The influence of the modal properties of a stiff layer embedded in a solid medium on the field generated in the layer by a finite-sized transducer

Abstract

This paper is the second of a pair which compare the modal properties of a stiff layer embedded in a solid medium with the minima of the reflection coefficient. In the first paper [J. Acoust. Soc. Am. 97, 1625–1637 (1995)] the modal properties and the plane-wave reflection coefficient are compared. In this paper a finite width incident beam is modeled and the reflected field is studied, the spatially realistic simulation enabling the comparisons to address the issues which will arise in practical measurements of reflection coefficient minima. The finite beam reflection minima can be caused both by minima of the plane-wave reflection coefficient and by interference of the leaking field produced by a propagating mode with the specular reflection. In systems in which there is a large acoustic impedance contrast between the layer and the surrounding medium, these phenomena occur under practically the same conditions. However, when the surrounding medium is similar to the layer, major changes in the reflection behavior are seen.

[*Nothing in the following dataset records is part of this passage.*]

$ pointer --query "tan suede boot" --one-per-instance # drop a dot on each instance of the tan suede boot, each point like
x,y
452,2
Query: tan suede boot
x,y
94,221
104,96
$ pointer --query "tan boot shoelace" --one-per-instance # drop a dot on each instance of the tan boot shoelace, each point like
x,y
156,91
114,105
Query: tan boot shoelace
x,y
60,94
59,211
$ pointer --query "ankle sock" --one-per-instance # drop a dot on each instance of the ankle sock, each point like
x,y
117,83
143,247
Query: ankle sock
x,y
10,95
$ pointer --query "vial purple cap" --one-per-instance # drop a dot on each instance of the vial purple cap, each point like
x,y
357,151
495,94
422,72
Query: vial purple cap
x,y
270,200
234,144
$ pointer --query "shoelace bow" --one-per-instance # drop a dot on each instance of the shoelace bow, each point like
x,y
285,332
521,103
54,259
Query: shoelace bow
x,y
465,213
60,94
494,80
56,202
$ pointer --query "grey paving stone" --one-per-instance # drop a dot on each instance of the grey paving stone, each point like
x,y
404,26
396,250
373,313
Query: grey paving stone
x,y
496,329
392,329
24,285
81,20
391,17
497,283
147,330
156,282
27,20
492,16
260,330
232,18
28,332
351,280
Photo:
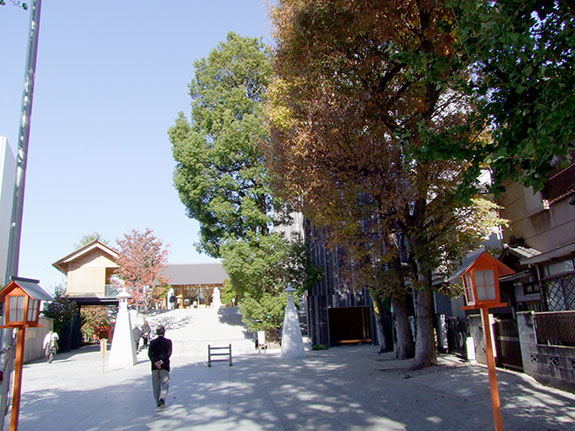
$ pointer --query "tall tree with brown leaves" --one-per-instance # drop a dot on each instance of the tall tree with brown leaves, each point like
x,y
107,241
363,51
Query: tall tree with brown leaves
x,y
361,87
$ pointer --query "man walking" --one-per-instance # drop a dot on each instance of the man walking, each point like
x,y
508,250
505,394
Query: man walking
x,y
159,352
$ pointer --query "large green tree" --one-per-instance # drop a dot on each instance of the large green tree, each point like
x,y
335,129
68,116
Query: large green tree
x,y
362,88
521,52
220,175
222,179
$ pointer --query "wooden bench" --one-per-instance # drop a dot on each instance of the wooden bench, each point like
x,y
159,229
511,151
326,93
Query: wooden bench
x,y
222,353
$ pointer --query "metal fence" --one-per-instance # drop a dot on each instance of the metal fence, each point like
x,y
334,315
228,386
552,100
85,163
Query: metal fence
x,y
555,328
560,292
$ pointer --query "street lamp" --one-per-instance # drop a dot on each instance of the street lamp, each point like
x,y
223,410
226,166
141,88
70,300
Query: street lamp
x,y
22,297
480,273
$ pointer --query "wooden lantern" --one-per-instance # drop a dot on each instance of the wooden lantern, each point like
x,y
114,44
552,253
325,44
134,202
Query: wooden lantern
x,y
480,273
22,298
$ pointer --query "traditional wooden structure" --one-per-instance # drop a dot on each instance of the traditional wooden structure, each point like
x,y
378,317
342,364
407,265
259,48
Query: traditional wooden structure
x,y
22,298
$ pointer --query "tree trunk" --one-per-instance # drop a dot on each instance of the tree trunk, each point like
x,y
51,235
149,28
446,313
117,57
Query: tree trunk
x,y
404,349
424,341
379,323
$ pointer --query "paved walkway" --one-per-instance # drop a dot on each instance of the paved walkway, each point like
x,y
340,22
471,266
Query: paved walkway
x,y
341,389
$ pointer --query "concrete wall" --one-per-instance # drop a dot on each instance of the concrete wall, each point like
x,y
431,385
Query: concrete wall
x,y
542,229
550,365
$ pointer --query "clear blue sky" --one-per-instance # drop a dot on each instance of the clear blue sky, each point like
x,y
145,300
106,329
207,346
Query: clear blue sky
x,y
110,80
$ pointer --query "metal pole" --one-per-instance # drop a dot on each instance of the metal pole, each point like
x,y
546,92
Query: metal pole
x,y
21,161
495,401
18,380
23,138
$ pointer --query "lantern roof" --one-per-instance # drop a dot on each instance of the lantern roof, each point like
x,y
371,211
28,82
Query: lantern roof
x,y
28,285
480,258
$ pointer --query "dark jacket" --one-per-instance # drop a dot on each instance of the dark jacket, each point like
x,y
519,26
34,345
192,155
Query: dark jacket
x,y
160,348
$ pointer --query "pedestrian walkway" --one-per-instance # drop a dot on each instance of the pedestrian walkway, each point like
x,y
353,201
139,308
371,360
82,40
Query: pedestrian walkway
x,y
348,388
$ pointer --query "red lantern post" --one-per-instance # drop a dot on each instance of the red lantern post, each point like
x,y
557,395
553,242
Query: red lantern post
x,y
480,273
22,297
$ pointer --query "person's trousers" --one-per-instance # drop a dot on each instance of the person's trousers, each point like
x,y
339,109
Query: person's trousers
x,y
160,384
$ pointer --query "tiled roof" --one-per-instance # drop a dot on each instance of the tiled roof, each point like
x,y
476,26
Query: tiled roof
x,y
522,252
195,273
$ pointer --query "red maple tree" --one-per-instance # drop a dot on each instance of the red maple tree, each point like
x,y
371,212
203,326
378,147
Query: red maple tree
x,y
141,258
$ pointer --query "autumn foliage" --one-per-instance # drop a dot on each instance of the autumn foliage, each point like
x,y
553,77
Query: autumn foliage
x,y
141,258
363,91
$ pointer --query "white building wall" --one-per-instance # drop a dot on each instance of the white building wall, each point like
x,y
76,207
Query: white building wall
x,y
8,180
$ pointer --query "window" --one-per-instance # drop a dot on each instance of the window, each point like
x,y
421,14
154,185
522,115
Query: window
x,y
557,268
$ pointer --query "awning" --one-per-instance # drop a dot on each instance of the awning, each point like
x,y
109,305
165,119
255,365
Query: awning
x,y
556,253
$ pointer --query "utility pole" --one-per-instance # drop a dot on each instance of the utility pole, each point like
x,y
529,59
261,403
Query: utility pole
x,y
18,197
23,139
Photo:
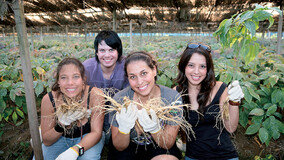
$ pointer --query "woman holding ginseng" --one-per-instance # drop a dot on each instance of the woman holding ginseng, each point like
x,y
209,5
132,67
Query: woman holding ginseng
x,y
137,131
214,111
71,124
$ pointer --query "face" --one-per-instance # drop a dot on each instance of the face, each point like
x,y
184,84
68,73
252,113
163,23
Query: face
x,y
107,55
141,77
196,69
70,80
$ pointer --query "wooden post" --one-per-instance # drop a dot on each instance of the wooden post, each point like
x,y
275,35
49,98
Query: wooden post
x,y
85,30
66,33
114,19
130,33
279,31
141,36
32,40
41,35
14,39
27,76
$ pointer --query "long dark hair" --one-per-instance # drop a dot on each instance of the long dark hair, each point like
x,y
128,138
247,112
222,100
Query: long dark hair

Predictions are presented for single interfaces and embedded layers, assuming both fluid and solid embedding media. For a single interface it is shown that the reflection coefficient minima correlate directly to the modal properties since plane-wave reflection coefficient minima do not occur. For an embedded layer whose properties are similar to those of the embedding medium, the plane-wave reflection coefficient minima dominate the response and the (strongly leaking) modes of the layer are only excited very weakly by the incident beam.